# Pull Comments Associated with Posts

This details how to create:

- combined_comments_untagged.csv

## 0. Import Packages

In [1]:
import pandas as pd
from pmaw import PushshiftAPI
import datetime as dt
import numpy as np
import re

from os import listdir
from os.path import isfile, join

pd.set_option('display.max_colwidth', 50)

api = PushshiftAPI()

## 1. Read in'Posts' Data 

To get postid-to-postname mapping.

In [2]:
posts = pd.read_csv('./combined_data/combined_posts.csv')
len(posts)

3178

In [3]:
postid_mapping = pd.Series(posts['title'].values,index=posts['id']).to_dict()

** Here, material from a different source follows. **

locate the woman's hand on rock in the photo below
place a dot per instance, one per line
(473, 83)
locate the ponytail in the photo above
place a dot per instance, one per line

# Total number of posts is 2771, but I've split this into 5 datasets of 500 posts each
len(postid_mapping)

2771

In [5]:
# To pull subsequent batches
post_ids_to_pull = pd.read_csv('./post_ids_to_scrape/post_id_batch_4.csv')
post_ids_to_pull = post_ids_to_pull['post_id'].to_list()
post_ids_to_pull[0:10]

['qrd11e',
 'l9yjc6',
 'kzl110',
 'm2bjre',
 'o61tpk',
 'nzjcfg',
 'ladtdw',
 'qgmfdn',
 'l6baa1',
 'l7fdrx']

In [6]:
# Use this to check which post you've pull until
post_ids_to_pull.index('lco12n')

196

## 2. Pull Comments Data from API

In [27]:
def get_comments(post_ids_to_pull, post_names, batch_start, batch_end, path = './comments/wsb_comments', limit = 100000, score = '>0'):
    
    # Get subset of posts to pull
    post_batch = post_ids_to_pull[batch_start:batch_end]
    
    for post_id in post_batch: 
        gen = api.search_comments(link_id = post_id, # this is the post id for which we want to pull comments from
                                 filter = ['author','body','id','permalink', 'score', 'subreddit', 'link_id'], # list of fields to return, created is returned by default
                                 score = score,
                                 limit = limit # limit on the number of records returned
                                )
        comments_df = pd.DataFrame(gen)

        if not 'created_utc' in comments_df.columns: #if no comments are found and the df is empty, move on to the next post
            continue

        # Clean up
        comments_df['search_term'] = post_id 
        comments_df['post_name'] = postid_mapping[post_id] 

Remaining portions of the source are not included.